What problem does this paper attempt to address?
### Problems Addressed by the Paper
This paper aims to address the issues of direction sensitivity and environment dependency in monocular depth estimation. Specifically, the authors found that existing self-supervised monocular depth estimation methods are insufficient when dealing with different types of environmental information, which limits the overall depth estimation accuracy. To bridge this gap, the authors propose a new Direction-aware Cumulative Convolution Network (DaCCN) to improve the efficiency and accuracy of depth feature representation.
### Main Contributions
1. **Analysis of Direction Sensitivity and Environment Dependency**:
- The authors provide a detailed analysis of direction sensitivity and environment dependency in self-supervised monocular depth estimation tasks and propose a new Direction-aware Cumulative Convolution Network (DaCCN) to better represent depth features.
2. **Direction-aware Module**:
- The authors discovered that features in different directions in an image play different roles in depth prediction and designed a learnable direction-aware module to adjust the sampling density and receptive field for each direction.
3. **Cumulative Convolution Operation**:
- The authors propose a new cumulative convolution operation to efficiently aggregate critical environmental information from the connected region (i.e., the area between the camera and the object).
4. **Experimental Validation**:
- Experimental results show that the proposed method achieves significant performance improvements on three widely used benchmark datasets: KITTI, Cityscapes, and Make3D, and sets new state-of-the-art levels in all three types of self-supervised methods.
### Background and Motivation
Monocular depth estimation is an important computer vision task, especially in the field of autonomous driving. Unlike stereo matching methods, monocular depth estimation does not require rectified images, making it easier to apply to autonomous vehicles. However, since the pixel information of a single object is insufficient to predict its depth, monocular depth estimation is considered an ill-posed task. Therefore, the model heavily relies on the interrelationship between objects and the environment.
### Method Overview
1. **Direction-aware Module**:
- By inserting a learnable affinity transformation at the beginning of each branch, the input is transformed into a direction-aware information encoding space.
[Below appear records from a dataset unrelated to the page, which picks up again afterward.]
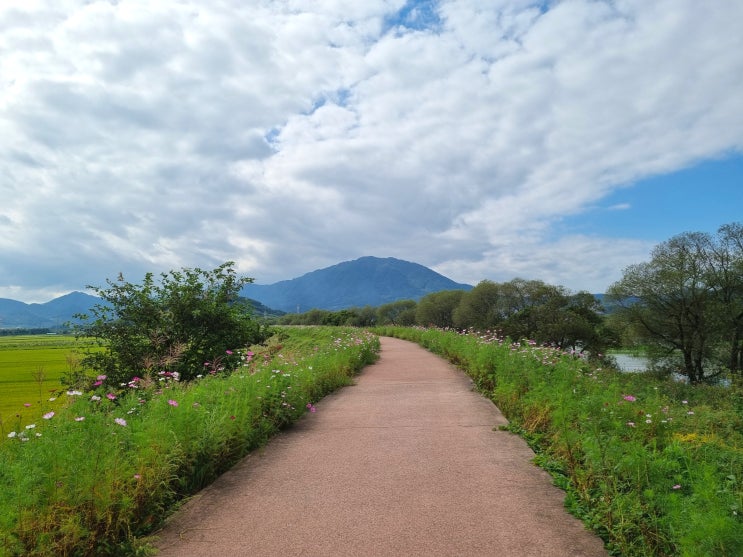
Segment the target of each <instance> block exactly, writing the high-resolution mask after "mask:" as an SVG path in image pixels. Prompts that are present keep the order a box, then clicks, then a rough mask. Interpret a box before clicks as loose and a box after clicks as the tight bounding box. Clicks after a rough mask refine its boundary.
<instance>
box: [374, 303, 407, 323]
mask: <svg viewBox="0 0 743 557" xmlns="http://www.w3.org/2000/svg"><path fill="white" fill-rule="evenodd" d="M415 306H416V303H415V301H414V300H400V301H397V302H391V303H389V304H384V305H381V306H379V308H377V319H378V320H379V323H380V324H381V325H403V326H406V325H415Z"/></svg>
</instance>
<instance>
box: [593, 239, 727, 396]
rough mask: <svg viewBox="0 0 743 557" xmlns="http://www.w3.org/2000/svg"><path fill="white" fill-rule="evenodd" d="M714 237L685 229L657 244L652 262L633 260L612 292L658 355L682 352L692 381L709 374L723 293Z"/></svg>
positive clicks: (645, 338)
mask: <svg viewBox="0 0 743 557" xmlns="http://www.w3.org/2000/svg"><path fill="white" fill-rule="evenodd" d="M710 250H711V239H710V237H709V235H707V234H702V233H698V232H696V233H689V232H687V233H684V234H680V235H678V236H675V237H673V238H671V239H670V240H668V241H666V242H663V243H662V244H660V245H658V246H656V247H655V248H654V249H653V251H652V254H651V259H650V261H648V262H645V263H640V264H636V265H631V266H630V267H628V268H627V269H625V271H624V274H623V277H622V279H621V280H619V281H618V282H616V283H614V284H613V285H612V286H611V287H610V288H609V290H608V292H607V294H608V296H609V297H610V299H612V300H614V301H616V302H617V303H618V304H619V306H620V311H621V312H622V313H623V314H624V317H625V318H626V319H627V320H628V322H629V323H631V324H632V325H633V326H634V328H635V330H636V331H637V332H638V334H639V336H640V338H641V339H642V340H643V341H644V342H647V343H648V344H649V345H650V346H652V347H653V348H654V349H655V355H656V356H657V357H664V358H672V357H673V356H674V355H675V354H680V356H681V362H680V367H681V372H682V373H683V374H684V375H686V376H687V377H688V379H689V381H690V382H692V383H697V382H700V381H702V380H703V379H704V376H705V372H704V365H705V361H706V360H708V359H709V357H710V355H711V340H712V339H713V336H714V334H715V327H718V326H719V325H718V324H717V323H716V321H717V318H716V317H715V315H716V312H715V308H716V306H717V302H719V298H718V299H716V298H715V296H714V290H713V288H712V287H711V285H710V278H711V276H712V275H711V274H710V266H709V263H710V258H709V254H710V253H711V251H710Z"/></svg>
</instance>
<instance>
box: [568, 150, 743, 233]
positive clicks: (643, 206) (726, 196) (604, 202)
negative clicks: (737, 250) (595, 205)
mask: <svg viewBox="0 0 743 557" xmlns="http://www.w3.org/2000/svg"><path fill="white" fill-rule="evenodd" d="M732 222H743V157H741V156H730V157H726V158H724V159H721V160H709V161H705V162H701V163H698V164H696V165H694V166H692V167H690V168H685V169H683V170H679V171H678V172H672V173H670V174H664V175H661V176H653V177H651V178H647V179H644V180H639V181H637V182H635V183H632V184H630V185H628V187H626V188H622V189H618V190H615V191H614V192H613V193H612V194H610V195H608V196H607V197H605V198H603V199H602V200H601V202H600V203H599V204H597V205H596V207H594V208H591V209H589V210H588V211H586V212H585V213H583V214H581V215H578V216H575V217H569V218H566V219H565V221H564V222H563V223H562V224H561V227H562V229H563V230H564V231H570V232H572V233H582V234H601V235H609V236H621V237H625V238H635V239H638V240H646V241H650V242H656V243H660V242H663V241H665V240H667V239H669V238H671V237H672V236H674V235H676V234H680V233H683V232H707V233H710V234H715V233H716V232H717V230H718V228H719V227H720V226H721V225H723V224H728V223H732Z"/></svg>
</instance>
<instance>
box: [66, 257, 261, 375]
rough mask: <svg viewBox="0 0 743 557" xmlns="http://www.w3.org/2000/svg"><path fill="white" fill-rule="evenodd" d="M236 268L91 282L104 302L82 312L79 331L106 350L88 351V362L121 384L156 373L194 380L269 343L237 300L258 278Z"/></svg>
mask: <svg viewBox="0 0 743 557" xmlns="http://www.w3.org/2000/svg"><path fill="white" fill-rule="evenodd" d="M233 265H234V263H233V262H231V261H230V262H227V263H224V264H223V265H221V266H219V267H217V268H216V269H214V270H213V271H202V270H201V269H198V268H196V269H185V268H184V269H181V270H180V271H170V272H169V273H162V274H161V275H160V281H159V282H156V281H155V279H154V276H153V274H152V273H148V274H146V275H145V278H144V280H143V282H142V284H132V283H129V282H127V281H125V280H124V277H123V276H122V275H119V277H118V279H117V280H116V281H112V280H110V279H109V280H107V281H106V283H107V287H105V288H101V287H95V286H89V287H88V288H90V289H92V290H93V291H94V292H95V293H96V294H97V295H98V296H99V297H100V298H101V303H99V304H97V305H96V306H95V307H94V308H93V309H92V310H91V313H92V318H91V317H89V316H79V317H80V318H82V319H83V325H82V326H81V327H80V328H79V329H78V336H86V337H93V338H95V339H96V340H97V341H98V345H99V346H100V350H98V351H92V352H90V353H89V354H87V355H86V357H85V358H84V359H83V361H82V364H83V366H84V367H85V368H86V369H91V370H94V371H95V372H97V373H101V374H105V375H107V376H108V377H109V379H112V380H114V381H116V382H120V383H121V382H128V381H130V380H131V379H132V377H134V376H137V375H140V376H141V375H143V374H148V373H150V374H151V373H154V372H158V371H170V372H177V373H179V374H180V377H181V378H182V379H184V380H188V379H192V378H194V377H195V376H196V375H197V374H200V373H203V371H204V363H205V362H211V365H212V366H213V367H217V365H218V364H219V362H221V361H222V360H224V359H225V355H226V354H227V351H231V350H234V349H236V348H240V347H244V346H246V345H249V344H254V343H257V342H260V341H262V340H264V338H265V333H266V331H265V330H264V329H262V328H261V326H260V324H258V322H257V321H255V320H254V319H253V318H252V317H251V315H250V306H249V305H248V304H247V303H245V302H244V301H241V300H240V298H239V292H240V289H241V288H242V286H243V285H245V284H247V283H249V282H252V280H253V279H249V278H239V277H238V276H237V275H236V273H235V271H234V269H233ZM91 319H92V323H89V322H90V321H91Z"/></svg>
- A back projection is added at the end of each branch to maintain consistency between the features and the input image.
- The direction-aware module can adjust the sampling density and receptive field based on the features in each direction, thereby extracting information more effectively.
2. **Cumulative Convolution**:
- The cumulative convolution operation is divided into three parts: spatial convolution, accumulator, and normalization.
- Spatial convolution extracts local spatial information and modulates features.
- The accumulator accumulates features from the bottom to the current pixel, expanding the receptive field along the bottom line to cover the entire connected region.
- The normalization operation normalizes the accumulated features based on their positions in the feature map to avoid pixel value imbalance.
### Experimental Results
- **KITTI Dataset**:
- On the Eigen split, DaCCN achieves the best performance across all three self-supervised methods and two different input resolutions.
- Particularly in terms of squared relative error (SqRel) and root mean square error (RMSE), the improvements are significant, indicating that the new method can address some of the challenges in the original models.
- **Make3D and Cityscapes Datasets**:
- DaCCN also performs excellently on these two datasets, validating its robustness and effectiveness in different scenarios.
### Conclusion
By introducing the direction-aware module and cumulative convolution operation, this paper effectively addresses the issues of direction sensitivity and environment dependency in self-supervised monocular depth estimation, significantly improving the accuracy and robustness of depth estimation.